Robert Dunn (1799 – 4 November 1877) was a British surgeon.

==Life==
He studied at Guy's and St. Thomas's Hospitals, and became licentiate of the Society of Apothecaries in 1825, member of the Royal College of Surgeons in 1828, and fellow in 1852.

Dunn was a phrenologist and associated at the Westminster Medical Society with others (John S. Streeter, Forbes Winslow and Edward Wright). He was Fellow of the Royal Medical and Chirurgical Society, along with the phrenologists Thomas Ignatius Maria Forster and Joseph Moore. He was also Fellow of the Obstetrical Society, the Ethnological Society of London, and of the Medical Society of London; and was for many years treasurer to the metropolitan counties branch of the British Medical Association. He practised in London, and died 4 November 1877.

==Writings==
His writings are:
1. A Case of Hemiplegia, 1850 (reprinted from The Lancet);
2. An Essay on Physiological Psychology, 1858 (a reprint of contributions to the Journal of Psychological Medicine);
3. Medical Psychology, 1863 (reprinted from the British Medical Journal);
4. Civilisation and Cerebral Development, in Transactions of the Ethnological Society, 1865;
5. Ethnic Psychology, in the Journal of the Anthropological Institution, 1874;
6. Phenomena of Life and Mind, in the Journal of Mental Science, 1868;
7. Loss of Speech, in the British Medical Journal, 1868.

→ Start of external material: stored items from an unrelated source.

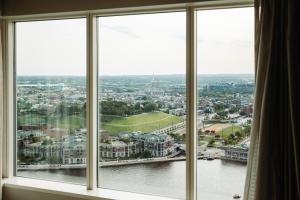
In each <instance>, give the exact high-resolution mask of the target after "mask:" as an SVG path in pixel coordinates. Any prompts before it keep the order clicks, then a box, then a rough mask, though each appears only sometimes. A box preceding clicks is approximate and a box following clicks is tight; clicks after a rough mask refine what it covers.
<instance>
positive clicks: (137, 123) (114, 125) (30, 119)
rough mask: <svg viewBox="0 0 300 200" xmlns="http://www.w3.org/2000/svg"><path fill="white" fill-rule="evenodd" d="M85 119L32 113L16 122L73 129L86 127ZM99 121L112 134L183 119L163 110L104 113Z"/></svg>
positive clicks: (148, 127) (173, 121)
mask: <svg viewBox="0 0 300 200" xmlns="http://www.w3.org/2000/svg"><path fill="white" fill-rule="evenodd" d="M85 121H86V120H85V119H84V117H83V115H82V114H80V115H71V116H63V117H60V116H47V115H41V114H35V113H34V114H25V115H21V116H18V120H17V123H18V125H37V124H51V126H52V127H55V128H67V129H70V130H75V129H79V128H84V127H86V125H85ZM101 121H102V127H101V129H104V130H106V131H108V132H110V133H112V134H117V133H119V132H124V131H142V132H151V131H154V130H156V129H160V128H164V127H167V126H170V125H172V124H176V123H179V122H181V121H183V119H182V118H181V117H177V116H174V115H170V114H166V113H163V112H151V113H143V114H139V115H133V116H129V117H119V116H112V115H109V116H108V115H105V116H102V119H101Z"/></svg>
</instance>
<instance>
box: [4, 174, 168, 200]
mask: <svg viewBox="0 0 300 200" xmlns="http://www.w3.org/2000/svg"><path fill="white" fill-rule="evenodd" d="M3 187H7V188H15V189H25V190H31V191H36V192H45V193H50V194H51V193H52V194H56V195H57V194H59V195H63V196H64V195H65V196H70V197H77V198H83V199H93V200H102V199H105V200H113V199H116V200H119V199H122V200H132V199H142V200H172V199H171V198H167V197H158V196H151V195H144V194H136V193H131V192H123V191H116V190H109V189H102V188H95V189H94V190H87V189H86V186H82V185H75V184H69V183H61V182H53V181H44V180H36V179H30V178H21V177H13V178H8V179H3ZM173 200H174V199H173Z"/></svg>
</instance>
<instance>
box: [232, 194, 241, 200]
mask: <svg viewBox="0 0 300 200" xmlns="http://www.w3.org/2000/svg"><path fill="white" fill-rule="evenodd" d="M240 198H241V195H239V194H235V195H233V199H240Z"/></svg>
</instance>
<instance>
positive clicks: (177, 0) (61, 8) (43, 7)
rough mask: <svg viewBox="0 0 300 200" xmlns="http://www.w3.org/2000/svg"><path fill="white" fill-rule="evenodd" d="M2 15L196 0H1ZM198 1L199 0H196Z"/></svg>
mask: <svg viewBox="0 0 300 200" xmlns="http://www.w3.org/2000/svg"><path fill="white" fill-rule="evenodd" d="M0 1H1V0H0ZM2 1H4V3H3V15H4V16H13V15H28V14H41V13H53V12H68V11H82V10H95V9H107V8H122V7H133V6H152V5H164V4H176V3H189V2H196V1H197V0H2ZM198 1H199V0H198Z"/></svg>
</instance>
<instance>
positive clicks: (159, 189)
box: [18, 160, 246, 200]
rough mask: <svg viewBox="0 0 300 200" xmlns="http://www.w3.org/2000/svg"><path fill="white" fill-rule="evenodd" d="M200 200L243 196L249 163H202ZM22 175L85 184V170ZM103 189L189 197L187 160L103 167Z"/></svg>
mask: <svg viewBox="0 0 300 200" xmlns="http://www.w3.org/2000/svg"><path fill="white" fill-rule="evenodd" d="M197 171H198V172H197V174H198V175H197V176H198V185H197V189H198V199H199V200H232V199H233V198H232V197H233V195H234V194H240V195H242V194H243V189H244V181H245V177H246V164H243V163H238V162H232V161H223V160H213V161H207V160H198V167H197ZM18 176H24V177H35V178H39V179H48V180H55V181H65V182H73V183H79V184H85V170H84V169H72V170H38V171H19V172H18ZM99 184H100V187H103V188H109V189H116V190H124V191H130V192H137V193H145V194H154V195H159V196H167V197H172V198H177V199H184V198H185V161H176V162H166V163H152V164H140V165H128V166H115V167H106V168H100V171H99Z"/></svg>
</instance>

Dunn was one of those proposing theories of social evolution. According to Leslie Hearnshaw, he belonged to the loose school of psychology around W. B. Carpenter. The work Civilisation and Cerebral Development has been discussed as a representative example of the progression of the period from craniometry to conclusions on race. Dunn argued for an environmentalist monogenism.